04/16/2021 05:50:00 PM


Rabbi Irwin Huberman

Parashat Tazria-Metzora
Gossip and Life After Death

Perhaps the most frequently asked question in Judaism is: “What happens to us after we die?”

If only we knew. And, like most questions within Judaism, our rabbis have posited as many answers as there are “stars in the sky.”

But one answer touches me perhaps more than any other. And it comes from one of our greatest Kabbalistic masters, Rabbi Isaac Luria (1534-1574), otherwise known as the Ari.

Within the Kabbalistic tradition, heaven is not a place populated by butterflies, rainbows and harp music.

It is where we live with our angels, who emanate from the spiritual energy we produce. The question is, asked the Ari, in that world of truth, will there be more good angels than bad angels to accompany us?

Often, when we read this week’s double Torah portion, Tazria-Metzora, there is a tendency to turn away from the many descriptions of bodily functions, fluids and diseases. 

The Torah, in its attention to public health, eerily parallels current pandemic guidelines.

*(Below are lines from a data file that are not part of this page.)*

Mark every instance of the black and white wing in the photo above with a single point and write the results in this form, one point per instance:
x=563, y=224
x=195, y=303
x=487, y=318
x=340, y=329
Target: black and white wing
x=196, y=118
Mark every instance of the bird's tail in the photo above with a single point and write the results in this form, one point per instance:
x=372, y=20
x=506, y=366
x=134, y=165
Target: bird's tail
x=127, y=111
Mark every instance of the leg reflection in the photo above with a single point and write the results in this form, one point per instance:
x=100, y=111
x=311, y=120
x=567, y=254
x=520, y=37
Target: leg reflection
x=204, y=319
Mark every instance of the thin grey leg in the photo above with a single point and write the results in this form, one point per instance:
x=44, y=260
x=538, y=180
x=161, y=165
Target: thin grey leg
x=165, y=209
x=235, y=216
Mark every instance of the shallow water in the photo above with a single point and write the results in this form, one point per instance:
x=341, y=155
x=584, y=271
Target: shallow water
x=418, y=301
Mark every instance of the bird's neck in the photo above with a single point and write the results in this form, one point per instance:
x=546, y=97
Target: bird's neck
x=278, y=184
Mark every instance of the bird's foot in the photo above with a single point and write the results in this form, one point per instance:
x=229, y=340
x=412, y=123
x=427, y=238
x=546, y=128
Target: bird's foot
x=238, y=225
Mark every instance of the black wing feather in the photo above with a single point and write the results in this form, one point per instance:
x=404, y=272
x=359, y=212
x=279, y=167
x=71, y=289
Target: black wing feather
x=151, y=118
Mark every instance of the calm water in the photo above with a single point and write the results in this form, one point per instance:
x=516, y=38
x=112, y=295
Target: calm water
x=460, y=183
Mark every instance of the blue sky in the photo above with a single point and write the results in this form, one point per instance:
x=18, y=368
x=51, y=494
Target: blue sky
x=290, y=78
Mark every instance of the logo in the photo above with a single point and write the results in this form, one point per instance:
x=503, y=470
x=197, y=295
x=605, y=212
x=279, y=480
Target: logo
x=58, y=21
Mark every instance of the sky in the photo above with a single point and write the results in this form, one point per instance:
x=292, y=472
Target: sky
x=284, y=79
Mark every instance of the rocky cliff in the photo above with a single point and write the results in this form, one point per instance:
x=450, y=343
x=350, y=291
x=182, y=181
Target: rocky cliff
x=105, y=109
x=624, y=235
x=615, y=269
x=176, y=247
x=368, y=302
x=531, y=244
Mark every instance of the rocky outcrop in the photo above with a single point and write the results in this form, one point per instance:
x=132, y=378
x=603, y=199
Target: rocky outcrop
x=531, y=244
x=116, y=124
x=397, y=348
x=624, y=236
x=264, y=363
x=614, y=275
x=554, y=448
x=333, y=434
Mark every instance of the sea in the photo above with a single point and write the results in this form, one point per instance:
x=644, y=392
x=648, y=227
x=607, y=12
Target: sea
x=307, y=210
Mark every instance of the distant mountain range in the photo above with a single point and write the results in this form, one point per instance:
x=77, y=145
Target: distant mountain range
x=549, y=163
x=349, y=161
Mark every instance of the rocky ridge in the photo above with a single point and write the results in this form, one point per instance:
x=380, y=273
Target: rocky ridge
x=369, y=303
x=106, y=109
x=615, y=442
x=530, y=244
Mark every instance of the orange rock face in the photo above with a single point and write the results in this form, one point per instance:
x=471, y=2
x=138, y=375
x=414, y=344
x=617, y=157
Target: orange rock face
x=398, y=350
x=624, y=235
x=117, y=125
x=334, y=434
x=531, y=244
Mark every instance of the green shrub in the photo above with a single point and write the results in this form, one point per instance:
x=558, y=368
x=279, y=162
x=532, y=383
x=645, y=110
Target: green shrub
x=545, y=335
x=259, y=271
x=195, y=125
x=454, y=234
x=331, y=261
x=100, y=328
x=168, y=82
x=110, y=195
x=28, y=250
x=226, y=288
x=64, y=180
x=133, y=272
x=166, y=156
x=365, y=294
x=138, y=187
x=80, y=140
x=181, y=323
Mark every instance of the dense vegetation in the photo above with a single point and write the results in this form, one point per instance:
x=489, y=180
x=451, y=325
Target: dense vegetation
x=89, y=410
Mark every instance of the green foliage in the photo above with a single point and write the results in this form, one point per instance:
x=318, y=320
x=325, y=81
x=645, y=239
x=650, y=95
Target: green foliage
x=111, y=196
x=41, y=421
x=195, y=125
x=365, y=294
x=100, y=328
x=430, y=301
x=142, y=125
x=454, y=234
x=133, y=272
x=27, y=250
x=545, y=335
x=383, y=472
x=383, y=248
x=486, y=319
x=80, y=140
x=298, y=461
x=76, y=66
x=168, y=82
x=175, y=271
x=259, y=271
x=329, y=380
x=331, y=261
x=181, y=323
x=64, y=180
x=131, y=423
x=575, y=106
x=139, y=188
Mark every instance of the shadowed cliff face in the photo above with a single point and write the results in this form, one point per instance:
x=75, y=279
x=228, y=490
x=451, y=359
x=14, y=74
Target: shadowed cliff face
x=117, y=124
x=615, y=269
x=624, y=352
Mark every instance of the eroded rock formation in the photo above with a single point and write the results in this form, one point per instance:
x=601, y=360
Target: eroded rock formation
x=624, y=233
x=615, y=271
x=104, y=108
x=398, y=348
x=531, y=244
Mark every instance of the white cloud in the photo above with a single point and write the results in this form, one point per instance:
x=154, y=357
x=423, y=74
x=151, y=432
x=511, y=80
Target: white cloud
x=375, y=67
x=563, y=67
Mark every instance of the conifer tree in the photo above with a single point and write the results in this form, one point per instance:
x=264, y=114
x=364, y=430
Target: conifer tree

It calls for someone who contracts a skin disease called tzara’at to mask up over their upper lip and to quarantine from the community for 14 days.

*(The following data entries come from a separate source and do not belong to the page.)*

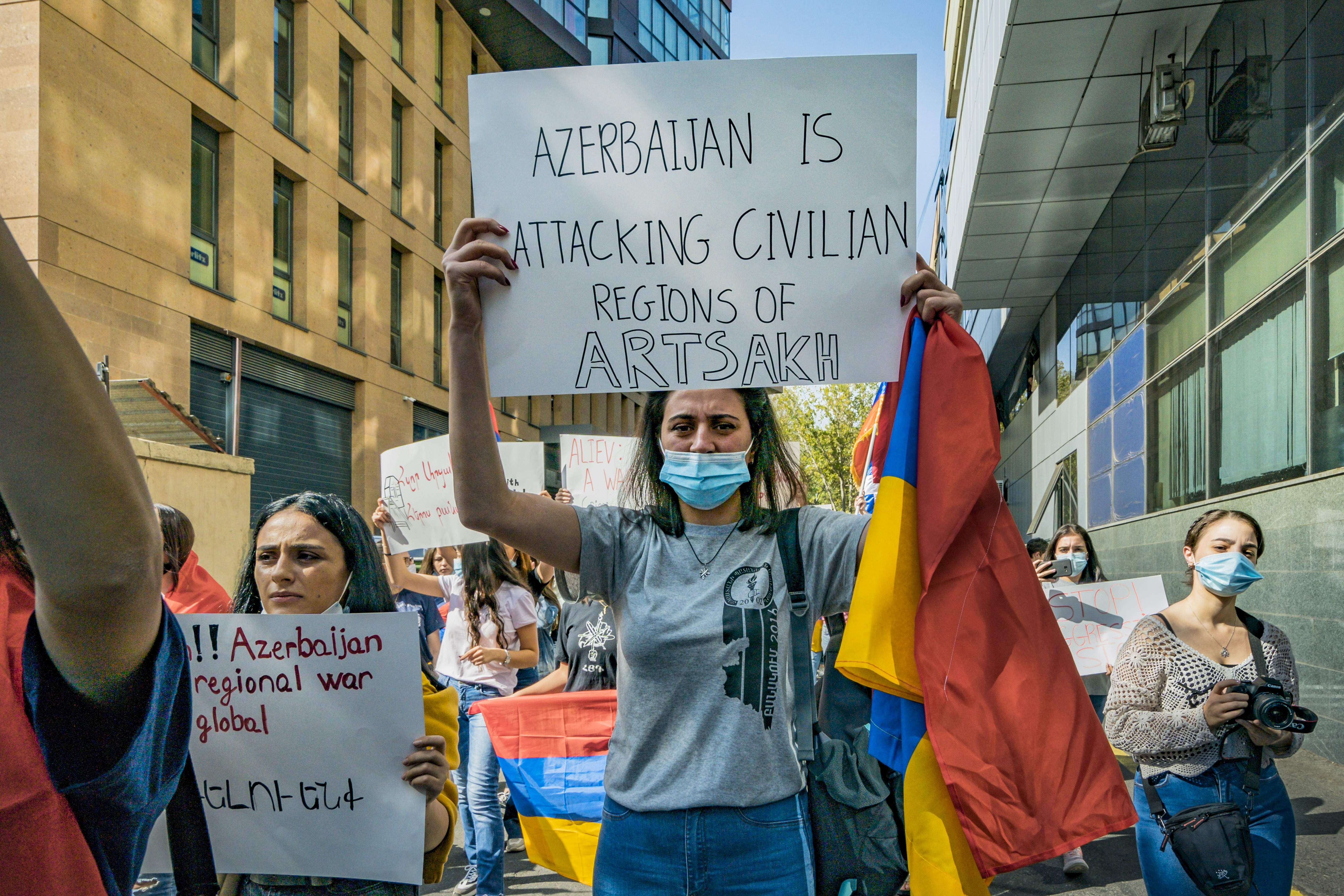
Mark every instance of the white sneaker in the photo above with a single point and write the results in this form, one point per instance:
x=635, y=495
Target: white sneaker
x=467, y=886
x=1074, y=862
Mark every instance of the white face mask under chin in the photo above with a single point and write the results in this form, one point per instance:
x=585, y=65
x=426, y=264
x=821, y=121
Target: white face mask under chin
x=337, y=608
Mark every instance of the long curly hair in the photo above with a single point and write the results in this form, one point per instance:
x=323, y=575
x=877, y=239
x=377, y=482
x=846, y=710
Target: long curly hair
x=486, y=567
x=776, y=480
x=367, y=592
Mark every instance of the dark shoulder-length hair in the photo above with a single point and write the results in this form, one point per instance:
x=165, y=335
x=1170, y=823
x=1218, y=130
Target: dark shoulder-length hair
x=367, y=592
x=776, y=480
x=179, y=538
x=1092, y=573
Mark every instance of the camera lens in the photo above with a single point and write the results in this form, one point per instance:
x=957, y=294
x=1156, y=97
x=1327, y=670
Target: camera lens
x=1273, y=711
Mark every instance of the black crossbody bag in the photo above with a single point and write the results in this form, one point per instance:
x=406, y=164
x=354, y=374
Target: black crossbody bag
x=854, y=829
x=1213, y=842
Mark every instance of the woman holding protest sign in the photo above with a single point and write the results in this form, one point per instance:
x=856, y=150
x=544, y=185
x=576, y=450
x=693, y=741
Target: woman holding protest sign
x=95, y=688
x=703, y=784
x=490, y=633
x=312, y=554
x=1070, y=549
x=1181, y=703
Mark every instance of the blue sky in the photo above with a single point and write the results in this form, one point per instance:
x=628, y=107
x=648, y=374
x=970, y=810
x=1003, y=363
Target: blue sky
x=765, y=29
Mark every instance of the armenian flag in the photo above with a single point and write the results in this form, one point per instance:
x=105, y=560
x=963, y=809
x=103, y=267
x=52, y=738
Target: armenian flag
x=553, y=754
x=976, y=700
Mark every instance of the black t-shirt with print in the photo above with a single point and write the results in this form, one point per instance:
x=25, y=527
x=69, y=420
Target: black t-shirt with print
x=587, y=641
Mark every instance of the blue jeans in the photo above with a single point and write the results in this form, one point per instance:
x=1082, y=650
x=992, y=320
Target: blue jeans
x=478, y=777
x=762, y=851
x=1273, y=829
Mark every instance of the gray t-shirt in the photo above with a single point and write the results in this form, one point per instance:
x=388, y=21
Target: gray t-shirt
x=705, y=698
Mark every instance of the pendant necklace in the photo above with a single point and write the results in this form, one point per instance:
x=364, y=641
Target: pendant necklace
x=1215, y=640
x=705, y=567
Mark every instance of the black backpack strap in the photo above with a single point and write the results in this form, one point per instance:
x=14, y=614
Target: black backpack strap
x=189, y=839
x=800, y=636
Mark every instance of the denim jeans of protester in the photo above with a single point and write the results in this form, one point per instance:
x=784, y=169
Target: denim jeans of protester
x=762, y=851
x=478, y=792
x=1273, y=829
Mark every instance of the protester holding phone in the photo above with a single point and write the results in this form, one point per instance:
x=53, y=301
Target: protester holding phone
x=95, y=688
x=1070, y=559
x=702, y=780
x=1175, y=708
x=490, y=633
x=312, y=554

But what most interested the Ari, was the cause of tzara’at and its potential link to — lashon hara — gossip, slander and words that insult and vilify others.

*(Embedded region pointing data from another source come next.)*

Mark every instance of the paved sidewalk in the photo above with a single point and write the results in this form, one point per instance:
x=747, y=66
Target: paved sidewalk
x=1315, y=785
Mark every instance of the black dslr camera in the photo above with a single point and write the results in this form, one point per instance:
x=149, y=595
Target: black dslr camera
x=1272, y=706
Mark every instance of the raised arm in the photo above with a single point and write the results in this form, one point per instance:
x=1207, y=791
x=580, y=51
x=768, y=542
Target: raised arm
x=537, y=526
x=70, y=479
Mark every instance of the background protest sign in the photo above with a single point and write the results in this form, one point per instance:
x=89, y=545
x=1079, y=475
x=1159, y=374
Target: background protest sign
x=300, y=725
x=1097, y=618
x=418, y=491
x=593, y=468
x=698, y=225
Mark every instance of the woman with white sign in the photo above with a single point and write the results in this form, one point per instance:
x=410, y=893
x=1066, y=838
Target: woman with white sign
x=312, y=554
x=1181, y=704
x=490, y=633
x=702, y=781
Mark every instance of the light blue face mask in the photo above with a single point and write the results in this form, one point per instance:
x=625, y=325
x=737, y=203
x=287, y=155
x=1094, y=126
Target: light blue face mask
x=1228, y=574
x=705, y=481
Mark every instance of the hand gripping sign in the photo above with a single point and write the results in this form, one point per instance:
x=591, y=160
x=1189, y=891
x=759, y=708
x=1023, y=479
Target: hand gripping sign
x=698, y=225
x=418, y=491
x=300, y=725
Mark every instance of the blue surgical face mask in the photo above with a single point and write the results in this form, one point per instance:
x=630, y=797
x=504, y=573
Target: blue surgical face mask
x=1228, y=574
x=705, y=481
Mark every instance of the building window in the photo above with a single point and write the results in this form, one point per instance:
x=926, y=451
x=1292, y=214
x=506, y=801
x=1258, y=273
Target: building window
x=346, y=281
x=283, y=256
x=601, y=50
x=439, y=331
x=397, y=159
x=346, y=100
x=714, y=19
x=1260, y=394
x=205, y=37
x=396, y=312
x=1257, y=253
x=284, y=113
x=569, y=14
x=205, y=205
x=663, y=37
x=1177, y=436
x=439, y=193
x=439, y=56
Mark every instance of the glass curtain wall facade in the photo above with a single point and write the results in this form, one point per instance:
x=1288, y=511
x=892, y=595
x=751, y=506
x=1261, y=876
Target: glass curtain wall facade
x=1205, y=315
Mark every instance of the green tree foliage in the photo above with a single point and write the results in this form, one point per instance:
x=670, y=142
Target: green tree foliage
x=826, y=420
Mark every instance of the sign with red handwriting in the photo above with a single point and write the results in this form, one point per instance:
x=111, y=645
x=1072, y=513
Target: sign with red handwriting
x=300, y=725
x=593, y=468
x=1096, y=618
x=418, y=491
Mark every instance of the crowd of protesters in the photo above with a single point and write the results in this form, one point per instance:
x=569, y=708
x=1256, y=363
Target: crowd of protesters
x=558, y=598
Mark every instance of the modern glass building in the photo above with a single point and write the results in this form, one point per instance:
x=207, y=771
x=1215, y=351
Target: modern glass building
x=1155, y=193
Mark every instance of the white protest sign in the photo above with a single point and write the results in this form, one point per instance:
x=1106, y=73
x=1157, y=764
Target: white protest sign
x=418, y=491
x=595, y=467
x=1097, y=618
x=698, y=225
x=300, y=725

Later in the Biblical narrative, Moses’ sister, Miriam, contracts this disease, and our rabbis note that it appears soon after she gossips against Moses’ new wife, who hailed from Cush, a northern African nation.

Miriam is banished from the camp for 14 days, providing her with time — our rabbis speculate — to heal physically and spirituality.

But the Ari sees more. He envisions a world where what comes out of our mouths — especially gossip and destructive words — actually takes physical shape and follows us through our lifetimes and into the world to come.

Our tradition has a certain view of angels. Some are spiritual beings, who carry out God’s instructions. But there are other spiritual entities who take shape through our words.

If you can imagine the energy of both positive and negative words surrounding us through our lives, then you can better understand how our mystic tradition looks at angels — and the world to come.

Everyone knows the feeling that follows when lashon hara is spoken. Indeed, this world is moving in an unacceptable direction, where mocking peoples’ lives, their physical appearance, their misfortunes and their inadequacies has become public sport.

Usually, speaking ill of another person — engaging in lashon hara — serves only to heighten superficiality. And, indeed, when we give in to that shallow part of us, the Torah teaches that we become afflicted with an external disease.

Hence, the connection to tzara’at

So many, who have experienced near death experiences emphatically state that they observed “the events of my life flash by.” The Kabbalists believe that in that world of truth, the full body of our own behavior will be reviewed and criticized based on our actions and our use of words.

Our good angels will bring us peace, knowing we have done the right thing so many times. Our bad angels will prosecute us based on the times we have not.

Therefore, why not aspire in this lifetime to build a world that gives life to more good angels?

Each of us wants to grow and develop into something better. We aspire toward a life of meaning.

But when we gossip — when we attack others, when we focus on the faults of someone else, we state: “I am fine — it’s the other person who is wrong.”

And in that, we stagnate — if not regress.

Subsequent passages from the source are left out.